San Francisco Chronicle

Here’s a yoga class that’s really heavy

- Beth Spotswood’s column appears Thursdays in Datebook. Email: datebook@sfchronicl­e.com

The large, nearly impossible-to-read sign behind the bar of the Stud nightclub offered a hint at what was to come. Written in neon pen, the list of non-alcoholic cocktails was themed to heavy metal music and yoga references. I ordered the “Dead Man’s Pose,” a blend of rosemary, lemon and sparkling water, and balanced my rolled-up yoga mat between my knees. A gentleman covered in tattoos and a backpack that implied he was about to hike the Appalachia­n Trail walked up behind me and inquired, “Is this Heavy Metal Yoga?”

Indeed. Popular in other parts of the country and Bay Area, a yoga class set to heavy metal music had never been held in San Francisco before — at least not that Dottie Lux had ever heard of. Lux is an employee-owner for the Stud cooperativ­e, the producer of Red Hots Burlesque, and the impetus for the class. “It was my idea,” Lux explained before the hour-long yoga lesson started. “I found the teacher and someone to create a playlist and someone to create the mock-tail list and I’m super stoked.”
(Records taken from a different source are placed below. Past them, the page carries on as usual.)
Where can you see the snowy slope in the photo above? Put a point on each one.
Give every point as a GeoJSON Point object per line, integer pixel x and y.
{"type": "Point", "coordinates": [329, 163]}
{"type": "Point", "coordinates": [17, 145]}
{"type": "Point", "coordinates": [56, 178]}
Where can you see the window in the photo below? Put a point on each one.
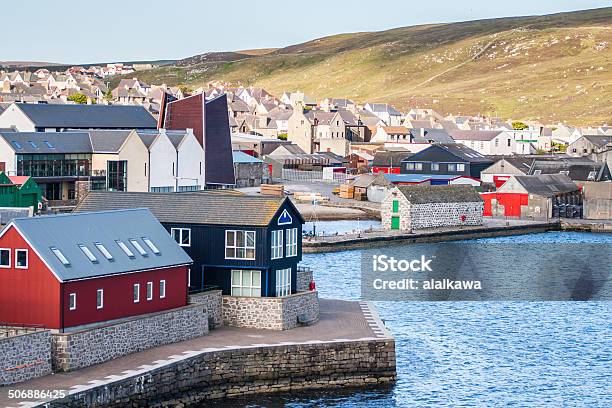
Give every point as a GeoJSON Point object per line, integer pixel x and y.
{"type": "Point", "coordinates": [182, 236]}
{"type": "Point", "coordinates": [138, 247]}
{"type": "Point", "coordinates": [283, 282]}
{"type": "Point", "coordinates": [291, 242]}
{"type": "Point", "coordinates": [5, 258]}
{"type": "Point", "coordinates": [239, 244]}
{"type": "Point", "coordinates": [88, 253]}
{"type": "Point", "coordinates": [60, 256]}
{"type": "Point", "coordinates": [100, 299]}
{"type": "Point", "coordinates": [277, 244]}
{"type": "Point", "coordinates": [21, 258]}
{"type": "Point", "coordinates": [151, 245]}
{"type": "Point", "coordinates": [246, 283]}
{"type": "Point", "coordinates": [103, 250]}
{"type": "Point", "coordinates": [162, 289]}
{"type": "Point", "coordinates": [136, 292]}
{"type": "Point", "coordinates": [125, 249]}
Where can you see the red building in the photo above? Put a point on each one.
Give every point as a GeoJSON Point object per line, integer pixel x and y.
{"type": "Point", "coordinates": [70, 270]}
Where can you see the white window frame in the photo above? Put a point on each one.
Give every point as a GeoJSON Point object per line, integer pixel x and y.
{"type": "Point", "coordinates": [100, 305]}
{"type": "Point", "coordinates": [10, 257]}
{"type": "Point", "coordinates": [240, 285]}
{"type": "Point", "coordinates": [17, 250]}
{"type": "Point", "coordinates": [276, 244]}
{"type": "Point", "coordinates": [283, 282]}
{"type": "Point", "coordinates": [292, 239]}
{"type": "Point", "coordinates": [181, 231]}
{"type": "Point", "coordinates": [136, 291]}
{"type": "Point", "coordinates": [72, 301]}
{"type": "Point", "coordinates": [235, 247]}
{"type": "Point", "coordinates": [149, 291]}
{"type": "Point", "coordinates": [162, 289]}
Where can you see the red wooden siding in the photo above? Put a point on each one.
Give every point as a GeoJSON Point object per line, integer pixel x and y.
{"type": "Point", "coordinates": [28, 296]}
{"type": "Point", "coordinates": [118, 295]}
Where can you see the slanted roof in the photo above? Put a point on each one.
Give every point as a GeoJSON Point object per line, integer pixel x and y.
{"type": "Point", "coordinates": [104, 227]}
{"type": "Point", "coordinates": [242, 157]}
{"type": "Point", "coordinates": [108, 141]}
{"type": "Point", "coordinates": [88, 116]}
{"type": "Point", "coordinates": [546, 185]}
{"type": "Point", "coordinates": [424, 194]}
{"type": "Point", "coordinates": [48, 142]}
{"type": "Point", "coordinates": [190, 208]}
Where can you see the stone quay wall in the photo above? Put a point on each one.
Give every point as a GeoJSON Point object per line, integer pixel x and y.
{"type": "Point", "coordinates": [212, 300]}
{"type": "Point", "coordinates": [273, 313]}
{"type": "Point", "coordinates": [304, 276]}
{"type": "Point", "coordinates": [24, 356]}
{"type": "Point", "coordinates": [191, 380]}
{"type": "Point", "coordinates": [97, 344]}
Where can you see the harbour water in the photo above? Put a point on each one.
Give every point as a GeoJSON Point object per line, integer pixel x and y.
{"type": "Point", "coordinates": [477, 354]}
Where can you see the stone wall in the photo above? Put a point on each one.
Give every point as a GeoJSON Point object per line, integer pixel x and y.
{"type": "Point", "coordinates": [191, 380]}
{"type": "Point", "coordinates": [304, 276]}
{"type": "Point", "coordinates": [213, 306]}
{"type": "Point", "coordinates": [102, 343]}
{"type": "Point", "coordinates": [24, 356]}
{"type": "Point", "coordinates": [273, 313]}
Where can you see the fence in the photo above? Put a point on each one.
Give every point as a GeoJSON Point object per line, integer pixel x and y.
{"type": "Point", "coordinates": [303, 175]}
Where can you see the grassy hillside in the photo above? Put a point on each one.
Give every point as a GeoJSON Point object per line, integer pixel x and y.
{"type": "Point", "coordinates": [551, 68]}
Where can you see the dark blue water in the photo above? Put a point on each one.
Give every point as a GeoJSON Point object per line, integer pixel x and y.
{"type": "Point", "coordinates": [478, 354]}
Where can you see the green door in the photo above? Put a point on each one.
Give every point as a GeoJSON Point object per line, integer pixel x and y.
{"type": "Point", "coordinates": [395, 222]}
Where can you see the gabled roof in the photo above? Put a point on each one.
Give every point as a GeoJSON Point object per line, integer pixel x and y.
{"type": "Point", "coordinates": [48, 142]}
{"type": "Point", "coordinates": [103, 227]}
{"type": "Point", "coordinates": [108, 141]}
{"type": "Point", "coordinates": [88, 116]}
{"type": "Point", "coordinates": [424, 194]}
{"type": "Point", "coordinates": [190, 208]}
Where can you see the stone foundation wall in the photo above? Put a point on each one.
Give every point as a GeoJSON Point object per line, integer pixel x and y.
{"type": "Point", "coordinates": [304, 276]}
{"type": "Point", "coordinates": [273, 313]}
{"type": "Point", "coordinates": [213, 306]}
{"type": "Point", "coordinates": [102, 343]}
{"type": "Point", "coordinates": [25, 356]}
{"type": "Point", "coordinates": [191, 380]}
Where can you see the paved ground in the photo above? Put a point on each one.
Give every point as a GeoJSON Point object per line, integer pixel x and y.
{"type": "Point", "coordinates": [339, 320]}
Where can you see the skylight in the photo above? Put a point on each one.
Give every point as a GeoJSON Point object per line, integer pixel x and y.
{"type": "Point", "coordinates": [104, 251]}
{"type": "Point", "coordinates": [125, 249]}
{"type": "Point", "coordinates": [139, 247]}
{"type": "Point", "coordinates": [151, 245]}
{"type": "Point", "coordinates": [88, 253]}
{"type": "Point", "coordinates": [60, 256]}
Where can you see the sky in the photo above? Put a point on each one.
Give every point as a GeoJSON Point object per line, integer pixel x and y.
{"type": "Point", "coordinates": [73, 32]}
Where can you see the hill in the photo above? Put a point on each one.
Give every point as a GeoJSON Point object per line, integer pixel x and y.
{"type": "Point", "coordinates": [549, 68]}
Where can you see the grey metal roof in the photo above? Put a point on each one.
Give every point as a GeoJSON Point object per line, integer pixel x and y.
{"type": "Point", "coordinates": [108, 141]}
{"type": "Point", "coordinates": [58, 142]}
{"type": "Point", "coordinates": [104, 227]}
{"type": "Point", "coordinates": [88, 116]}
{"type": "Point", "coordinates": [421, 194]}
{"type": "Point", "coordinates": [190, 208]}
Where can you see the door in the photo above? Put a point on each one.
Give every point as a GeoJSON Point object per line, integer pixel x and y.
{"type": "Point", "coordinates": [395, 222]}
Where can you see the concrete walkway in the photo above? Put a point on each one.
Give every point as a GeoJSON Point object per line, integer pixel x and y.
{"type": "Point", "coordinates": [339, 321]}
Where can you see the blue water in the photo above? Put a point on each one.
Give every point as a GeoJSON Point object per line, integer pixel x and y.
{"type": "Point", "coordinates": [478, 354]}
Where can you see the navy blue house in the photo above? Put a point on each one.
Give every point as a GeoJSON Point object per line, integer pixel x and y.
{"type": "Point", "coordinates": [245, 245]}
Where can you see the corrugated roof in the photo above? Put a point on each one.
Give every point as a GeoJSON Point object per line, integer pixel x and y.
{"type": "Point", "coordinates": [191, 208]}
{"type": "Point", "coordinates": [106, 228]}
{"type": "Point", "coordinates": [88, 116]}
{"type": "Point", "coordinates": [421, 194]}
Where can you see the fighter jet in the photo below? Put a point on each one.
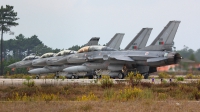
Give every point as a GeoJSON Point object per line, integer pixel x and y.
{"type": "Point", "coordinates": [42, 61]}
{"type": "Point", "coordinates": [54, 66]}
{"type": "Point", "coordinates": [138, 42]}
{"type": "Point", "coordinates": [26, 62]}
{"type": "Point", "coordinates": [121, 62]}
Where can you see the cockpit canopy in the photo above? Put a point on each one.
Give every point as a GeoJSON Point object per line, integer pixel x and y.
{"type": "Point", "coordinates": [46, 55]}
{"type": "Point", "coordinates": [95, 48]}
{"type": "Point", "coordinates": [31, 57]}
{"type": "Point", "coordinates": [65, 52]}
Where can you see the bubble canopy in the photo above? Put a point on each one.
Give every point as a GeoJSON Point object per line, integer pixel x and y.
{"type": "Point", "coordinates": [46, 55]}
{"type": "Point", "coordinates": [30, 58]}
{"type": "Point", "coordinates": [65, 52]}
{"type": "Point", "coordinates": [95, 48]}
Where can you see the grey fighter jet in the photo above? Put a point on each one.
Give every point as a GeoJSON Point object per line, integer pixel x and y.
{"type": "Point", "coordinates": [43, 59]}
{"type": "Point", "coordinates": [140, 40]}
{"type": "Point", "coordinates": [120, 62]}
{"type": "Point", "coordinates": [52, 66]}
{"type": "Point", "coordinates": [26, 62]}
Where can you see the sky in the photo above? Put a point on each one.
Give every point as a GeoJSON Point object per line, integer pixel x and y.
{"type": "Point", "coordinates": [64, 23]}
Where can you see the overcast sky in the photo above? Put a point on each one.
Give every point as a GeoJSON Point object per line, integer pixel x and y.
{"type": "Point", "coordinates": [64, 23]}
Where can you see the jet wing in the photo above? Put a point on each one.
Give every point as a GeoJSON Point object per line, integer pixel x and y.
{"type": "Point", "coordinates": [122, 58]}
{"type": "Point", "coordinates": [156, 59]}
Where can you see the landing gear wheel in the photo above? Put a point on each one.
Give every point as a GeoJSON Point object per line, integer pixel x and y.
{"type": "Point", "coordinates": [56, 77]}
{"type": "Point", "coordinates": [146, 75]}
{"type": "Point", "coordinates": [73, 77]}
{"type": "Point", "coordinates": [37, 77]}
{"type": "Point", "coordinates": [76, 77]}
{"type": "Point", "coordinates": [90, 76]}
{"type": "Point", "coordinates": [95, 77]}
{"type": "Point", "coordinates": [120, 75]}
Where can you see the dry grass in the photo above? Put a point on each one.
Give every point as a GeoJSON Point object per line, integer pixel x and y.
{"type": "Point", "coordinates": [102, 106]}
{"type": "Point", "coordinates": [74, 97]}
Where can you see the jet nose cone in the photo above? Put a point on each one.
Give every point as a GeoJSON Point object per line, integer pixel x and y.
{"type": "Point", "coordinates": [32, 71]}
{"type": "Point", "coordinates": [12, 65]}
{"type": "Point", "coordinates": [62, 61]}
{"type": "Point", "coordinates": [38, 63]}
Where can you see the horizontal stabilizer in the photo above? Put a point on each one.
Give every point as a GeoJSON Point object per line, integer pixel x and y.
{"type": "Point", "coordinates": [155, 59]}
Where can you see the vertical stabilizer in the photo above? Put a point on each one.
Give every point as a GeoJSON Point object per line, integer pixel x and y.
{"type": "Point", "coordinates": [167, 35]}
{"type": "Point", "coordinates": [93, 41]}
{"type": "Point", "coordinates": [140, 39]}
{"type": "Point", "coordinates": [116, 41]}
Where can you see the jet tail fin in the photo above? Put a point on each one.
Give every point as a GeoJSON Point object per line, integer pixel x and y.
{"type": "Point", "coordinates": [116, 41]}
{"type": "Point", "coordinates": [167, 35]}
{"type": "Point", "coordinates": [93, 41]}
{"type": "Point", "coordinates": [164, 41]}
{"type": "Point", "coordinates": [140, 39]}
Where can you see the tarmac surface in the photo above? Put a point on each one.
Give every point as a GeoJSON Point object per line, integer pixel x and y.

Lux doesn’t teach yoga herself. She helps run a nightclub and puts on wildly popular burlesque shows. But the “ageless” San Franciscan has been practicing yoga for years and wanted to find a way to utilize the Stud’s space in a creative way through nonjudgmen­tal yoga. “My goal is to make Heavy Metal Yoga for people who might feel like yoga isn’t accessible to them.”

She posted a date and a time on Facebook and let the chips fall where they may. I showed up, along with about 20 other curious classmates. When instructed, we moved past the bar and into the Stud’s small dance floor. Lux asked as all to remove our shoes. “I’m afraid to ask anyone to go barefoot in the Stud,” she joked, looking around the dive nightclub, famous for its raucous crowds and avantgarde drag shows, “but I did a lot to clean that room today. I Swiffered.”

If the floor was still a bit dirty, no one could tell. Located on a rather dingy corner of SoMa, the walls and ceiling of the Stud are painted black. Even at 5 p.m., the only real light was from hanging lamps that glowed a changing red, green and blue. It smelled like a mostly empty nightclub, a mix of stale beer, sweat and freshly cut limes. A disco ball slowly rotated overhead as we laid out our yoga mats precarious­ly close to one another. One gentleman prepared to perform his yoga on a Kiss beach towel.

At 39, I was probably on the older side of our class demographi­c. And with an iPhone full of Adele and Broadway musical soundtrack­s, I was certainly the afternoon’s metal music rookie. But this didn’t matter. As the event listing stated, everyone is welcome at Heavy Metal Yoga. No one is turned away unless they show up late. Due to limited space, the class is first come, first served.

Three of my classmates, including Lux, set up their yoga mats on the stage to make room for the rest of us. Glitter curtains were pushed out of the way as our yoga guide, Laurie Stalter, repeatedly informed us that we could sit in “child’s pose” with our heads on the mat for the entirety of class if we wanted. Honestly, I was tempted. The last yoga class I went to was with my mother — and she was noticeably better at it than me.

Lux kicked off the metal music, and class began. Both the darkness and the elevated noise of the music put me at ease, not because I particular­ly like either but because as a novice, I found myself less insecure of classmates judging my poor poses and weird body noises.

Midway through class, a bar patron popped a nose into our yoga class and asked, “Is this a Burning Man thing?”

We weren’t supposed to look at anyone else’s yoga practice, but I watched Lux. She’d applied eyeliner and dark lipstick in honor of the class’ theme and seemed to be a master of the simple poses we were performing. Before the class, Lux said she had no expectatio­n for the first Heavy Metal Yoga. Afterward, Lux collected a suggested donation of $10 from the students and answered the oft-repeated question, “When’s the next one?”

With one clear success under her hard-rock studded belt, Lux’s answer is April 13.

“I’m afraid to ask anyone to go barefoot in the Stud,” she joked, looking around the dive nightclub, famous for its raucous crowds, “but I did a lot to clean that room today. I Swiffered.”